Yorvet tossed the rope to one of his followers, with orders "Take him to the other horses, but tie him up separate. I'll deal with him after I stultify to the comptroller that I have no idea where the noble's son is."
Kolton reared back, in denial, fighting as the man, a beefy guy who smelt like he hadn't washed in a decade pulled him easily across the dirt. Away from the comptroller, the man who could have taken him back home! Kolton tried to return, but it was useless. How...how could he have even convinced the comptroller of anything in this...this form!
How could he let the comptroller know that Yorvet was telling him nothing but a bag of lies? He couldn't! Trapped by a rope and a man much too strong to be a normal human.
The filthy man, left him tied out in the dirt, no food, no water nearby, not that he'd want to eat what horses ate. He jerked at the rope once more. It would have been easier to escape if he had fingers!!

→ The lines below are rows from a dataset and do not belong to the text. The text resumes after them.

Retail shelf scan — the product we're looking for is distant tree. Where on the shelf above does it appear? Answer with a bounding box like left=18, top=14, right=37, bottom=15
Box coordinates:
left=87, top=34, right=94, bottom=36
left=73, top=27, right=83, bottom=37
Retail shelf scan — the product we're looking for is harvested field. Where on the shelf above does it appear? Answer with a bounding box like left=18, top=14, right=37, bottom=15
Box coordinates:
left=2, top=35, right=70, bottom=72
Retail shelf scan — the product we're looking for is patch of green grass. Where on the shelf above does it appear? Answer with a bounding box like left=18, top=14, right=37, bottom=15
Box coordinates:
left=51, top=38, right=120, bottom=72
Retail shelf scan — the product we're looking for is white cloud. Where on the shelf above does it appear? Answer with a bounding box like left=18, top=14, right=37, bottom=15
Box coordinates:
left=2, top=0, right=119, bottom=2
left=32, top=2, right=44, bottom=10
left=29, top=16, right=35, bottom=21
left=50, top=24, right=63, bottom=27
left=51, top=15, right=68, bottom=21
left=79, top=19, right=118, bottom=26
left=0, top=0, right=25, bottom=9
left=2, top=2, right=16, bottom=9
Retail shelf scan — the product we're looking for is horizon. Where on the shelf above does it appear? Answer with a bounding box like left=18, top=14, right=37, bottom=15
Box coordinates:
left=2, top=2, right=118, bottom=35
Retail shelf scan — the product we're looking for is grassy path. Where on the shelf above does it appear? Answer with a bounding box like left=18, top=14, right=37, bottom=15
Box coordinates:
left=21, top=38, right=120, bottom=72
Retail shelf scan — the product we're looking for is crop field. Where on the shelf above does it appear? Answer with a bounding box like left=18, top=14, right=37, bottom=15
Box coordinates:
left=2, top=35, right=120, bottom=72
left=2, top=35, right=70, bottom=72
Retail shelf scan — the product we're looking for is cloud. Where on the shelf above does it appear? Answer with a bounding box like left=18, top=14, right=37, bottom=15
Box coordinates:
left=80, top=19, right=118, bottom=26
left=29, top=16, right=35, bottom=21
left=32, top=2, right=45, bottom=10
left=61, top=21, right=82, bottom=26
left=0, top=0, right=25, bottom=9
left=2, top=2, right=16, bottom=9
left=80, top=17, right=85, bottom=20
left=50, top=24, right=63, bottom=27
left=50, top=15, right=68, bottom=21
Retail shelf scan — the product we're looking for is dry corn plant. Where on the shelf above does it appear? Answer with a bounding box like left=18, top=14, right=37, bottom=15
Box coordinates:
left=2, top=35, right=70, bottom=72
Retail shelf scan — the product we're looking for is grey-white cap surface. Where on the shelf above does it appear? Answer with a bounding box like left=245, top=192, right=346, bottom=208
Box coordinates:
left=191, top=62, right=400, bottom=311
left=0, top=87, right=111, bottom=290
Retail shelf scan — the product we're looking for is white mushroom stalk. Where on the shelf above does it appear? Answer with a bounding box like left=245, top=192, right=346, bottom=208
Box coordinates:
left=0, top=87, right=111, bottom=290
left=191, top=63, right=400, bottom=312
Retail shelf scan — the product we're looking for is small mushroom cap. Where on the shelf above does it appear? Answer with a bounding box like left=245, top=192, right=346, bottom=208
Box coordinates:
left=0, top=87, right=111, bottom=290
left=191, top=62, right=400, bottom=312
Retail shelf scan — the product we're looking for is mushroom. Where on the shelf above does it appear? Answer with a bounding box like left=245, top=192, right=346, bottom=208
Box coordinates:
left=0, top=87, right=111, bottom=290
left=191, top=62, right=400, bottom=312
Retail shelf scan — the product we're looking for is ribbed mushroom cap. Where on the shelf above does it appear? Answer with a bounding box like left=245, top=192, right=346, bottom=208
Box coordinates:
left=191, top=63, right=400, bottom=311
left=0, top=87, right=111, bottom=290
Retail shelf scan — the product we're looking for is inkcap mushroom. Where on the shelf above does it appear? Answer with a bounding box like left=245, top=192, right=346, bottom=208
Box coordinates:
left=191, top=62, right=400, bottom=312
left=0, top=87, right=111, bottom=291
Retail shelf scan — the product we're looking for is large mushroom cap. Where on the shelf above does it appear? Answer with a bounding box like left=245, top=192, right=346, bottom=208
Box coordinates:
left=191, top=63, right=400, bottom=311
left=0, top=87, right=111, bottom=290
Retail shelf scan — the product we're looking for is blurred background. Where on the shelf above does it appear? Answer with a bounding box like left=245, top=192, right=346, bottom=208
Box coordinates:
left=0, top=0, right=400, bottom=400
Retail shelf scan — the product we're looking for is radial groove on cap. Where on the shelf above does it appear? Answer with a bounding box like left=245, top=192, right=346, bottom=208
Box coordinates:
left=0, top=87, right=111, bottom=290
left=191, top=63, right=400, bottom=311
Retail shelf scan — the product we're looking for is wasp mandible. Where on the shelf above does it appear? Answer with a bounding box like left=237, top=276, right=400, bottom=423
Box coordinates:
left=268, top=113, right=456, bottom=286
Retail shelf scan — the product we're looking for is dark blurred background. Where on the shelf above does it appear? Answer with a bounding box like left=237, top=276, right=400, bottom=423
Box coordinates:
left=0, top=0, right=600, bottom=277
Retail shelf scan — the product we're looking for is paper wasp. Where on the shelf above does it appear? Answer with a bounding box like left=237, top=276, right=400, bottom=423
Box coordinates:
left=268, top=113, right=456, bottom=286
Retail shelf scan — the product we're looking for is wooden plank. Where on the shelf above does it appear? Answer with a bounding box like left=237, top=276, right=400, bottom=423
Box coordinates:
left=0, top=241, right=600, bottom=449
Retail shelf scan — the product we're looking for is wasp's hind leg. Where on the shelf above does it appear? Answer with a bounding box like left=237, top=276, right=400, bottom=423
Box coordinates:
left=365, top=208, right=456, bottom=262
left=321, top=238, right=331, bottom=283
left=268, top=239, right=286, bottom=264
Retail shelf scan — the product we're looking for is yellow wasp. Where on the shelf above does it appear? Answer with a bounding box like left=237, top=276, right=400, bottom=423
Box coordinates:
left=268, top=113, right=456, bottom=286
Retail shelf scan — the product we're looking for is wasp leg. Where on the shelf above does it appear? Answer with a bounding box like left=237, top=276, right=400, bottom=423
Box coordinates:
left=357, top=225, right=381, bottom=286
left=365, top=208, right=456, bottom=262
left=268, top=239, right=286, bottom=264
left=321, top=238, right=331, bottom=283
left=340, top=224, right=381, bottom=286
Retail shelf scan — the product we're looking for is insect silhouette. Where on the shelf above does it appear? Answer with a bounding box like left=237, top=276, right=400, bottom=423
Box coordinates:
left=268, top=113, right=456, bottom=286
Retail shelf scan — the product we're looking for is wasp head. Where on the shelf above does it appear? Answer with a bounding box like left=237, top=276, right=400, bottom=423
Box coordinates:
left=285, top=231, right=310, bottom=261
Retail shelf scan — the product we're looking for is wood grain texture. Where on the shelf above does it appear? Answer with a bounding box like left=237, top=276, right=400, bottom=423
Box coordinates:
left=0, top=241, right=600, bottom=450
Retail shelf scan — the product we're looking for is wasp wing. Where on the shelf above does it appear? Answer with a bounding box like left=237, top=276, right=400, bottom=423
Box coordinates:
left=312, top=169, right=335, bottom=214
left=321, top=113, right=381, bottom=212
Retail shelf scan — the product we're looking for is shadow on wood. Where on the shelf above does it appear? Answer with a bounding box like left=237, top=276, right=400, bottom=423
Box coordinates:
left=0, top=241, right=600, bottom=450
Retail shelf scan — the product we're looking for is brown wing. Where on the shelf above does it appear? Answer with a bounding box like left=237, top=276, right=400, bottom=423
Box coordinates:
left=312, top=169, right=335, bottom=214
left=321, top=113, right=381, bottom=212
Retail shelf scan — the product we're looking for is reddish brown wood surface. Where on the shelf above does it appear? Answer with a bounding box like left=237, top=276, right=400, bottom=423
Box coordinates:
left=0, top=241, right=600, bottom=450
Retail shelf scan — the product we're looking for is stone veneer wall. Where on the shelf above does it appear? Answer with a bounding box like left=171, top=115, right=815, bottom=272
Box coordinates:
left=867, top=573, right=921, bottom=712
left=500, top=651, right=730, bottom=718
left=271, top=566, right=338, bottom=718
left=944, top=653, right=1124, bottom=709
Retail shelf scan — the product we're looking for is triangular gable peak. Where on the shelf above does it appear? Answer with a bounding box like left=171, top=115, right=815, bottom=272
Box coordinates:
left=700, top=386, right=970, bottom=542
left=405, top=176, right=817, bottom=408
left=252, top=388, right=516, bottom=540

Stultify - 1: to cause to appear or be stupid, foolish, or absurdly illogical 2a: to impair, invalidate, or make ineffective : negate b: to have a dulling or inhibiting effect on
Added Info - Stupid or absurd behavior can almost be laughable at times. That's the kind of situation depicted in an 1871 London Daily News article, describing how a witness "stultified himself" by admitting that he was too far off to hear what he had claimed to have heard. But there is nothing especially funny about the now-archaic original usage of "stultify." The word was first used in the mid-1700s in legal contexts, where if you stultified yourself, you claimed to be of unsound mind and thus not responsible for your acts. Nor is there humor in the most common meaning of "stultify" nowadays, that rendering someone or something useless or ineffective.